Mais ce qui dépasse les limites de la vraisemblance, c’est la note
que nous donne le répertoire Tuetey, d’après cette pièce des Archives
nationales (F. IV, 1470) des 3 et 5 avril 1793: «On dénonce la présence
à Paris des ci-devant duc et duchesse d’Aiguillon: celle-ci, déguisée
en petite ouvrière, allait même au spectacle aux places de 12 sols. La
dame Pinard, de leur intimité, a dit à son mari que s’il n’était pas si
patriote, elle lui confierait bien des choses et que, pour l’empêcher
d’être assassiné, elle lui donnerait sous peu une médaille à l’effigie
de Louis Capet».

Que la jeune duchesse d’Aiguillon soit revenue en France, ce n’est pas
improbable; mais que le duc ait eu la témérité d’y reparaître, après
son bruyant départ de l’armée, c’est inadmissible. A vrai dire, les
trois quarts des dénonciations que dictait alors l’esprit de délation
et qu’enregistrait la police étaient aussi absurdes que celle-ci.

{A} Le château de Saint-Bihi, demeure patrimoniale des Mauron-Plélo,
avait été reconstruit, vers 1750, par le duc d’Aiguillon. Ce château
sert aujourd’hui de magasin à fourrages.

[629] Cet état, dit M. Tholin, n’existe plus.

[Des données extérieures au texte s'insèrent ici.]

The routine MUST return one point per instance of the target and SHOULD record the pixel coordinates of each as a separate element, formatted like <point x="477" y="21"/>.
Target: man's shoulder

[630] Archives départementales, série 9.

[631] Se trouve aux archives départementales.

[632] Ce très beau portrait se trouve dans l’_Intermédiaire des
chercheurs et des curieux_ du 10 septembre 1911.

[633] _Ruel_ (orthographe du XVIIIᵉ siècle que nous
avons adoptée) devint _Rueil_ avec la Révolution.

[634] Fermier-régisseur de la duchesse d’Aiguillon.

[635] Le cimetière se trouvait, à cette époque, dans un emplacement
situé maintenant rue de la Réunion et où se tient le marché.

[636] Comte de Quelen, cousin de la duchesse d’Aiguillon.

[637] Ce buste se trouve actuellement chez le marquis de Chabrillan.